Answer: Your cannas should have sprouted by now. If not, dig them up and check them out. If they're mushy or dried out, toss them and start with new ones next spring. Storing them a second winter without seeing growth during the spring or summer is futile; they need leaves in order to store energy in the roots for the following year's growth spurt.
Overgrown mugo pines can be rehabilitated, but it takes a few years. Pines grow by putting out a thick shoot from the terminal end of each branch in the spring. This new growth is called a candle.
Recognized by the arrangement of their needles, pines enclose needles in bundles rather than each being attached individually to the branch.
As the candle matures, new needles pull away from the candle and start to elongate. Mugo pines normally are pruned in late spring when the candles have made full elongation and new needles are starting to pull away.

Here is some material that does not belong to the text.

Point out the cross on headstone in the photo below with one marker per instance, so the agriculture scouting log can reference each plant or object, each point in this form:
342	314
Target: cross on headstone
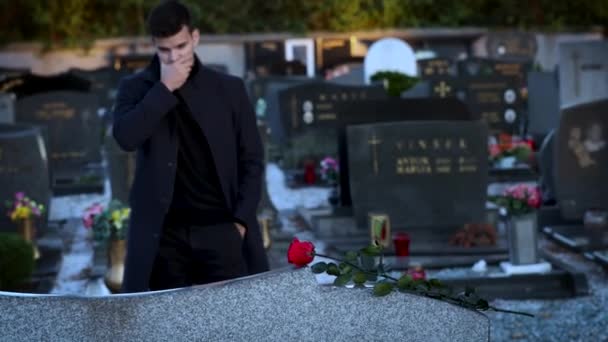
577	79
374	142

By cutting these candles back one- half to two-thirds, we can help control the height and width of the trees, which also encourages denser growth.
The central leader at the top of the tree can be cut back to 12 inches and side laterals cut to maintain a pyramidal shape. Hand clippers rather than hedge shears are recommended because they are less likely to damage new, expanding needles.
Pines do not react well to severe pruning because they normally do not produce new buds on old wood. Therefore, cutting back pines past the candles can leave a deformed tree that will not fill in.
Since removal of needles and branches will slow the trees? growth, do not take too many branches at any one time. To maintain adequate growth, leave two-thirds of the trees? height with branches. Pruning of dead branches can help ventilation. With proper pruning, trees grow fuller and height increases at a slower rate.